In summary, Dateline was the best job while it lasted, just shy of three years, and it created several of the “best friendships” that have lasted for nearly forty.

That’s me in a sales brochure that went out in 1986. I was pretending to be a technician. Jack was trying to emphasize what a progressive company we were employing women in high tech jobs. In truth I did not even know how to turn the thing on and I don’t really think it fooled anyone.

Career Person or Worker Bee

The question was posed, “If you had to go back in time and start a brand new career, what would it be?” Well, I would have to have had a career to begin with to start a “brand new” one. According to my Social Security record I have worked every year since 1972 except three. One was in 1974 when I was pregnant with AKA and moved to Alaska; and in 1991 and 1992 when Chris started SubTerra. I actually worked those two years, I just didn’t get paid!

I wouldn’t call anything I’ve done a career. I am just a worker bee. When I was young I was a very good student but I was much too timid and withdrawn and had no ambition to do or be anything. I know this sounds uninspiring but it is the truth.

As I got a little older and especially after I moved to Alaska, I became an ardent “people watcher.” I was often lonely and felt isolated thousands of miles from the rest of the US. Many nights I would go to the Anchorage airport and watch travelers come and go. I loved seeing the excitement and love people shared when they greeted each other or the emotional goodbyes as they parted.

In the early 80’s after I got my GED, I attended a local community college for a while and I was interested in knowing more about what made people “tick.” So at that time, and many times since then, I felt I might have been a good psychologist. I think I am a good listener and several times in my life I have met people that share some of the most personal things with me. Often these were strangers or people I just had met. Sometimes I wondered if there was something about my face that said, “I am a good listener!”

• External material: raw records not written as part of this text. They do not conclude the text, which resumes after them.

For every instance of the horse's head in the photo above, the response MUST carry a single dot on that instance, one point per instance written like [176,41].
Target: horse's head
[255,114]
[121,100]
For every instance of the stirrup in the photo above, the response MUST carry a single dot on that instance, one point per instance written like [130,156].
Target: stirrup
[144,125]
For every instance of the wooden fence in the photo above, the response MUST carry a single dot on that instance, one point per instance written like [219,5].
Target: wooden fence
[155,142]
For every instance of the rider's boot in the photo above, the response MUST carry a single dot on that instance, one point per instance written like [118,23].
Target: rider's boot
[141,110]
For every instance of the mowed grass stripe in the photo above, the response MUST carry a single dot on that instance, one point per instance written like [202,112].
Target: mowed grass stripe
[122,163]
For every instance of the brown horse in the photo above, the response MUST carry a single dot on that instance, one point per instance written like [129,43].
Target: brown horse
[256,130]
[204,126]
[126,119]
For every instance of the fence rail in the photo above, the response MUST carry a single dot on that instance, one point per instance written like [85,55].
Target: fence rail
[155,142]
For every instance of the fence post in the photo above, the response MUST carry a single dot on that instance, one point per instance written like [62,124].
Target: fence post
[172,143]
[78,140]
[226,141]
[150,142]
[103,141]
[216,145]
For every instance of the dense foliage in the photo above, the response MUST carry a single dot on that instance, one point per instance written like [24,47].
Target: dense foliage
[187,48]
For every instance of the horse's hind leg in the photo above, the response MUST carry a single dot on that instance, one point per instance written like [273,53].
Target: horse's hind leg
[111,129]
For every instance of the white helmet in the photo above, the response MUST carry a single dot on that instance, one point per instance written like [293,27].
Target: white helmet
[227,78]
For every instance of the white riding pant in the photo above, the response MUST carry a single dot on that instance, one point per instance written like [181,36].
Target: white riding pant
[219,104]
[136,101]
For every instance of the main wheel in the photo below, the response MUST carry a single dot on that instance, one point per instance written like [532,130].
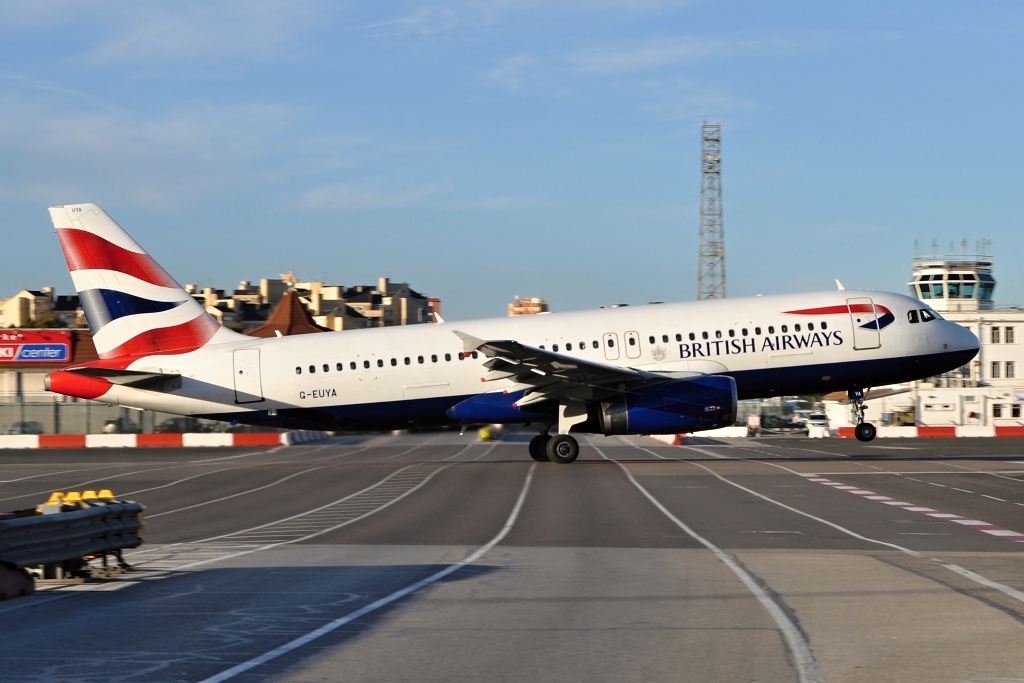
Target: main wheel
[562,449]
[538,447]
[865,431]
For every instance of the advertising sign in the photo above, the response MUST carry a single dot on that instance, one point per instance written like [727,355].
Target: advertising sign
[35,346]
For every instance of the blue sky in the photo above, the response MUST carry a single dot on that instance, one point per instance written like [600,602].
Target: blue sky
[485,150]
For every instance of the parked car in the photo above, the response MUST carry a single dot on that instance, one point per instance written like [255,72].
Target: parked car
[817,420]
[25,427]
[121,426]
[180,426]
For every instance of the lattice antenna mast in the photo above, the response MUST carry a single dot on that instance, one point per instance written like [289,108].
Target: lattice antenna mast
[711,273]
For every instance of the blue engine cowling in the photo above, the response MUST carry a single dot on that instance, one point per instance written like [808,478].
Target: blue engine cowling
[672,408]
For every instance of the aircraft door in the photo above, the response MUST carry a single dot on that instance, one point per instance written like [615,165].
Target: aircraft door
[632,342]
[248,385]
[610,342]
[865,324]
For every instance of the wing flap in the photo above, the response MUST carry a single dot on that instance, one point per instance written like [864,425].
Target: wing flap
[546,375]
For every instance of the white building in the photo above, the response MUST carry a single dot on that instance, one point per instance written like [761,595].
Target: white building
[987,392]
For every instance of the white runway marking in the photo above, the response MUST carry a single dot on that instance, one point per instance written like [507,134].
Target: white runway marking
[386,600]
[800,649]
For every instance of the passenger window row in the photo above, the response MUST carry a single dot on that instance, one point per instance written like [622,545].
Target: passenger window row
[718,334]
[339,367]
[923,315]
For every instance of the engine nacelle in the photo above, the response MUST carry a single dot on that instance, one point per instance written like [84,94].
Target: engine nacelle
[672,408]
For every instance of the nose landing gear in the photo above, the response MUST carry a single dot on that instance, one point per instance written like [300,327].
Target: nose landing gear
[864,431]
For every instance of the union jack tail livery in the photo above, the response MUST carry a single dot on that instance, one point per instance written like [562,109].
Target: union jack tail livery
[133,306]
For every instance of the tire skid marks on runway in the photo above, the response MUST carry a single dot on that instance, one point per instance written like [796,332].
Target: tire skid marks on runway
[797,643]
[309,637]
[298,527]
[1008,590]
[991,529]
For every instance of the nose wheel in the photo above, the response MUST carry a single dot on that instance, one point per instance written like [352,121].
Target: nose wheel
[864,431]
[539,447]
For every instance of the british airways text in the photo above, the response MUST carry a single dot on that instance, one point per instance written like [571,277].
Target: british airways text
[704,349]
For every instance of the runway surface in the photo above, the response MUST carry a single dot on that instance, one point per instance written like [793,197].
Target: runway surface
[436,557]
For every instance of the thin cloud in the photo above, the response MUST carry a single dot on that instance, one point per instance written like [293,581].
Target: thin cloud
[119,156]
[192,32]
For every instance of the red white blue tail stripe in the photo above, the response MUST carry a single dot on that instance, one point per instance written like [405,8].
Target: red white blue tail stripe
[133,306]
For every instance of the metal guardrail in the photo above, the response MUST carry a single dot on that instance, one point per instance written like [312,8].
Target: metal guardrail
[70,527]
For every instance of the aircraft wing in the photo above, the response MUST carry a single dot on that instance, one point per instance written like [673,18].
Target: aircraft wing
[134,378]
[545,375]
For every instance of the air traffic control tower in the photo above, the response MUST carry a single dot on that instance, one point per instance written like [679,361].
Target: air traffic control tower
[953,284]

Anyway there it is… a Shrink.

In 1987 Chris and I had some discussion about careers and jobs, and although I do not remember exactly what brought about the discussion, the next day I wrote him a note about my feeling on the whole matter. My thoughts are below and my views are pretty much the same.

“I may not have a ‘career’ in the eyes of the world; but I feel my life has touched others in a positive way. I don’t have the need to prove myself to the entire world to show my life has value.

My goals and aspirations were sacrificed because of poor choices which I made while I was still a child. I believe I was given an above average intelligence by my Maker and I have benefited from it many times. I have nothing to boast about for my mothering; I’ve made many errors which I often wish I could change. I don’t want to look at what I could have been, but at who I am now; I am thankful for the life God has given me.

If my role in life from the world’s point-of-view is that of a ‘peon,’ then I am even more amazed at the wonders of God. My life may not change history, but if I try every day to live it and help others I know God will remember me when my life is over. This world offers no rewards…careers in this world are only temporary…I want to spend the rest of my life working at a career which would exemplify Christ’s life. My failure at a worldly career is of no consequence to me; my career success is yet to be determined.”